Organisasi HAM yang bermarkas Filipina yakni Karapatan Alliance for the Advancement of People's Rights juga menyambut baik hasil pemungutan suara di Dewan HAM. Menurut Karapatan resolusi ini menjadi satu langkah maju menuju keadilan dan meminta pertanggungjawaban.
Karapatan mengatakan mereka senang dengan keputusan PBB ini. Resolusi ini menunjukan PBB 'tidak lagi tetap diam ditengah pelanggaran hak asasi manusia yang dilakukan di Filipina'.
"Ini tidak mengakhiri segalanya, semua upaya kami untuk meminta pertanggungjawaban, tapi kami akan tanggapi sebagai awal yang kritis, keputusan ini berada di sisi keadilan," kata Sekretaris Jenderal Karapatan Cristina Palabay.
Sebelumnya Menteri Luar Negeri Filipina Teodoro Locsin Jr dikecam karena tulisannya di media sosial. Ia mengatakan jika resolusi Islandia itu diloloskan 'maka artinya menjadi bonus bagi semua orang yang berkerja untuk kartel narkoba'.
"Kami tidak akan menerima resolusi partisan dan satu pihak ini, resolusi ini tidak mewakili kemenangan hak asasi manusia tapi parodi untuk mereka, ini akan ada konsekuensinya," kata Locsin.
Perwakilan Filipina menyebut resolusi Islandia 'keliru' dan 'bermotif politik'. Karena itu resolusi tersebut 'tidak akan pernah dapat diseimbangkan'.
Cina membela Filipina dengan mengatakan resolusi itu dipolitisasi. Mereka memilih untuk menentangnya. Dalam pertemuan awal pekan ini perwakilan Filipina walkout untuk memprotes resolusi itu.
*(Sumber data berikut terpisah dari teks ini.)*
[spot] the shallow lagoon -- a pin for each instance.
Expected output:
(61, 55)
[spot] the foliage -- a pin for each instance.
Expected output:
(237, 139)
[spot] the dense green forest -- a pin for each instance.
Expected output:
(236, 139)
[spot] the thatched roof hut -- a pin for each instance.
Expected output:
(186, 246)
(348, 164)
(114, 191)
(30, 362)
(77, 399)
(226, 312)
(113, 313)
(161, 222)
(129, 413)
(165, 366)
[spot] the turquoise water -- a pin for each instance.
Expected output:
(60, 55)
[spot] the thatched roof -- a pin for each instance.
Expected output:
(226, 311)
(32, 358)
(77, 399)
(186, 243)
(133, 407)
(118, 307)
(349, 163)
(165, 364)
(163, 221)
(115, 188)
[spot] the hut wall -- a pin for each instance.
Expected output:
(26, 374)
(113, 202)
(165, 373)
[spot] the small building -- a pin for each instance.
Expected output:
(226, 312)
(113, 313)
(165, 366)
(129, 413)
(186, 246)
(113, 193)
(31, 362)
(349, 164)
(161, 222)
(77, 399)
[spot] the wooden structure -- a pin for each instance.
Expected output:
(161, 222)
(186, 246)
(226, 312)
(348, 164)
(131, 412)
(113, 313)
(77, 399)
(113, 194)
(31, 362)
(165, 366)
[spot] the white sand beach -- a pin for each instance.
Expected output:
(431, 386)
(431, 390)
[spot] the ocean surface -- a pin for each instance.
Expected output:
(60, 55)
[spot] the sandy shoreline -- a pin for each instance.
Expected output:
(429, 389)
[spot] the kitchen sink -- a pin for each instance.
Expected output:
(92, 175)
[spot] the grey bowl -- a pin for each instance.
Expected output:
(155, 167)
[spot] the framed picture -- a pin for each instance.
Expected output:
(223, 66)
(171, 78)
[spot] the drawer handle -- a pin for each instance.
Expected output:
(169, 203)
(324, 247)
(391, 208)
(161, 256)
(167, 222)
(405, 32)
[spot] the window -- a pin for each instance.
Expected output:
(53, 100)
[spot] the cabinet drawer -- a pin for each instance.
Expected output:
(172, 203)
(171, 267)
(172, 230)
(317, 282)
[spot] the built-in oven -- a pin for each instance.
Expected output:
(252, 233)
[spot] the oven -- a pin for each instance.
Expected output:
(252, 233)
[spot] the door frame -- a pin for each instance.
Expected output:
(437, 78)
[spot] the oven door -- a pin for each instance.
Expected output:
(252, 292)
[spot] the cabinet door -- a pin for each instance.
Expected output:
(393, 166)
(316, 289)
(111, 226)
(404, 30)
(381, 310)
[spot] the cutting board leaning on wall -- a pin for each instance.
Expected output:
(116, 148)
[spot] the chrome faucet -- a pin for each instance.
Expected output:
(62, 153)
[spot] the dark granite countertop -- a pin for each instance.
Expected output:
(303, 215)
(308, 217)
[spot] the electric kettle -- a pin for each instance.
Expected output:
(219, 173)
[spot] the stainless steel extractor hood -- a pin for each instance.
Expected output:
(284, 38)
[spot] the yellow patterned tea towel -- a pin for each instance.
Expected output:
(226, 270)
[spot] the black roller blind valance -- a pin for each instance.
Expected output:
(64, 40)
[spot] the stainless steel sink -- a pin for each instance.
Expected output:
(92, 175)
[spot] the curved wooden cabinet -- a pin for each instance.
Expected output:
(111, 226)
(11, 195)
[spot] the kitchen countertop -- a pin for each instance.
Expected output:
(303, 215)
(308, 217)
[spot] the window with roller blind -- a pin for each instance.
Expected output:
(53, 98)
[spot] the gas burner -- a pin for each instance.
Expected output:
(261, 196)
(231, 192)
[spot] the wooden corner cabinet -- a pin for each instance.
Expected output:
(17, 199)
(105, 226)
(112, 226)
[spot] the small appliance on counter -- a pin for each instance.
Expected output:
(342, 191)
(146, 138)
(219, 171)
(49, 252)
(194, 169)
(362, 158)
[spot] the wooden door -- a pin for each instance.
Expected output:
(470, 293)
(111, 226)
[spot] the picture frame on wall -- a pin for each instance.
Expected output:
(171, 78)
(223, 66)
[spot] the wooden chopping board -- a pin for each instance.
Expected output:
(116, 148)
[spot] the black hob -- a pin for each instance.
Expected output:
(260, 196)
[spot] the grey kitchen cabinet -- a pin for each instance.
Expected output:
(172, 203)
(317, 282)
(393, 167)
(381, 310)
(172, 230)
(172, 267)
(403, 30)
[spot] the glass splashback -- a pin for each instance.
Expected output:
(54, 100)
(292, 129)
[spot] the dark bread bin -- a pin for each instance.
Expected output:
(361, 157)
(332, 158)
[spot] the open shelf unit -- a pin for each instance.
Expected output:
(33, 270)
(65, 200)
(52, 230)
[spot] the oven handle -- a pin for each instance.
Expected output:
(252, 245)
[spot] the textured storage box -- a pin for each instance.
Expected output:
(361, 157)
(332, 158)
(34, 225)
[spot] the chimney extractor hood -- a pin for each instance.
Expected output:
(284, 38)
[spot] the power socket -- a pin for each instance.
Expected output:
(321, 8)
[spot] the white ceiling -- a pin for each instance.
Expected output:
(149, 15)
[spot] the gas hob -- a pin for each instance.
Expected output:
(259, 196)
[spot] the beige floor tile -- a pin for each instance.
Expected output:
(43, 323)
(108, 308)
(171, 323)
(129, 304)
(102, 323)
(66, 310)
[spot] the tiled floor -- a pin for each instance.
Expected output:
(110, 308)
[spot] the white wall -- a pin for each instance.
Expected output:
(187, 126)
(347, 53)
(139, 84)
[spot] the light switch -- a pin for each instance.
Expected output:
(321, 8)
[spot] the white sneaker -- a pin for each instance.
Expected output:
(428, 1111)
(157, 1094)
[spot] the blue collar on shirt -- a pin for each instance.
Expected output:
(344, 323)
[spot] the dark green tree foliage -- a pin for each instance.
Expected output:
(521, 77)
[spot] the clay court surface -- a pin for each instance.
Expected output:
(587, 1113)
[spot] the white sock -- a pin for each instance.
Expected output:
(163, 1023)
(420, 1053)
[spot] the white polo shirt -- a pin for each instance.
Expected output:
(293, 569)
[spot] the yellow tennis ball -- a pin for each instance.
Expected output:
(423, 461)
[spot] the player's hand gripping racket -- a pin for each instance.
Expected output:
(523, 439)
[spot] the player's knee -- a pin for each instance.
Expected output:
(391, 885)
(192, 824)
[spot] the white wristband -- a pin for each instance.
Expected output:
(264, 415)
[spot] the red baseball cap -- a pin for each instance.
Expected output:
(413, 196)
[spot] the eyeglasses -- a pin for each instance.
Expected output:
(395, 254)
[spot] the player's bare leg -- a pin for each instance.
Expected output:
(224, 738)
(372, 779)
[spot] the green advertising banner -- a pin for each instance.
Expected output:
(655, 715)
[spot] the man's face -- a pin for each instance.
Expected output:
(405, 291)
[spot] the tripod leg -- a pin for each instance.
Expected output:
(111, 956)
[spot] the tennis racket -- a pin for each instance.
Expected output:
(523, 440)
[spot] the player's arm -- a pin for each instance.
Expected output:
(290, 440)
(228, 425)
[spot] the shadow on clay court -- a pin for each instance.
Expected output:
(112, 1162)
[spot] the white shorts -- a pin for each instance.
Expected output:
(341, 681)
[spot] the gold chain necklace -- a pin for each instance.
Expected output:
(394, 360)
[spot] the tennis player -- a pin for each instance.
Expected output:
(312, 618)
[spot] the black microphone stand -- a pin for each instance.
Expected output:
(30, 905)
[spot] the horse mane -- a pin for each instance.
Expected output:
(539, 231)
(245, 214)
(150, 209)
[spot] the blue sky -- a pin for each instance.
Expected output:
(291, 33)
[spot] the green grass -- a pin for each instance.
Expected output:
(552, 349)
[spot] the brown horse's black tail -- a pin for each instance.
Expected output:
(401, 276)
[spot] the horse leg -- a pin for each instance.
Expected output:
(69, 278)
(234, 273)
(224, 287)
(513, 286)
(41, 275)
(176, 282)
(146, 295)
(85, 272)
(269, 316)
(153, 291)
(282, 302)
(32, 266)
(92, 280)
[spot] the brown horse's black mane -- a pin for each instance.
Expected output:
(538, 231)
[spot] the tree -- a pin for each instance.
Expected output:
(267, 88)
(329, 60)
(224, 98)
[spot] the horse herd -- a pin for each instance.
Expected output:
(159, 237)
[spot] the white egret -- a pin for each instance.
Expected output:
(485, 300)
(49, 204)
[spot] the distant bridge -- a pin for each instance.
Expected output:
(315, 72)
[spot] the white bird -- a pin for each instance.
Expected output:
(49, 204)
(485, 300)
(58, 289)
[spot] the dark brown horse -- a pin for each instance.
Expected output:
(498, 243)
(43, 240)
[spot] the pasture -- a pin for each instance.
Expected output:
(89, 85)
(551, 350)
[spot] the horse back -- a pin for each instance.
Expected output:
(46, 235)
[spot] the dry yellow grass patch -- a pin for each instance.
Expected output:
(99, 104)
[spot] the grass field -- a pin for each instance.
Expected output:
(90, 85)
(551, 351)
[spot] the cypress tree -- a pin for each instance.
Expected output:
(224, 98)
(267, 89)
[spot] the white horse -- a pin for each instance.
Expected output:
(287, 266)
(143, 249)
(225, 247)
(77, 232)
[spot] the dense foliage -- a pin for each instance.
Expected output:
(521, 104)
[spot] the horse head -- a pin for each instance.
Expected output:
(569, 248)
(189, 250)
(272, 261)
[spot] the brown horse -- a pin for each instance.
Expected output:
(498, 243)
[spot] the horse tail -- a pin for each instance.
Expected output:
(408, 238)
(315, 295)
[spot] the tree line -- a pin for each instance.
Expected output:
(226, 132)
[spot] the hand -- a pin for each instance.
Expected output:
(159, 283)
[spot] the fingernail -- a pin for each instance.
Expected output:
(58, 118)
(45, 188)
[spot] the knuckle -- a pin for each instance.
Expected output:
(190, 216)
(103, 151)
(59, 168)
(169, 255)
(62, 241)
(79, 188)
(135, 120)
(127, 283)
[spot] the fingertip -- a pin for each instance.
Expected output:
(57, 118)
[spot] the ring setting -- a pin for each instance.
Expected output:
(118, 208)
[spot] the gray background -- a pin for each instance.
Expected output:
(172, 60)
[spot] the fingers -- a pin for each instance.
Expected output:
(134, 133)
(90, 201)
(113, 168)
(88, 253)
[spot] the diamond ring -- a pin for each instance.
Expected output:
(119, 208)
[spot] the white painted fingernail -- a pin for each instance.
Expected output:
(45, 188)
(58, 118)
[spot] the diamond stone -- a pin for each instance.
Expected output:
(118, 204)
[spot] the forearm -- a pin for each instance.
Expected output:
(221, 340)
Pemerintah Filipina membantah tuduhan pembunuhan diluar peradilan didukung oleh pemerintah. Polisi Filipina mengakui telah membunuh 6 ribu orang lebih selama setengah dari enam tahun masa jabatan Duterte.
Kelompok pembela HAM mengatakan jumlah total korban 'perang narkoba' mencapai 27 ribu orang lebih. Kebanyakan dilakukan oleh polisi yang sedang menyamar atau orang bersenjata yang disewa polisi.
Pada hari Senin (8/7) organisasi kemanusiaan internasional Amnesty International mengatakan investigasi mereka menunjukan polisi sepenuhnya kebal ketika beroperasi dipemukiman miskin membunuh orang-orang yang ada didalam daftar pengawasan mereka. Mereka tidak dapat dibawa ke proses hukum apa pun.
"Tiga tahun 'perang narkoba' Presiden Duterte terus tidak menjadi apa-apa kecuali proyek pembunuhan skala besar yang mana orang miskin yang paling terkena dampaknya," kata direktur wilayah Asia Timur dan Tenggara Amnesty International Nicholas Bequelin.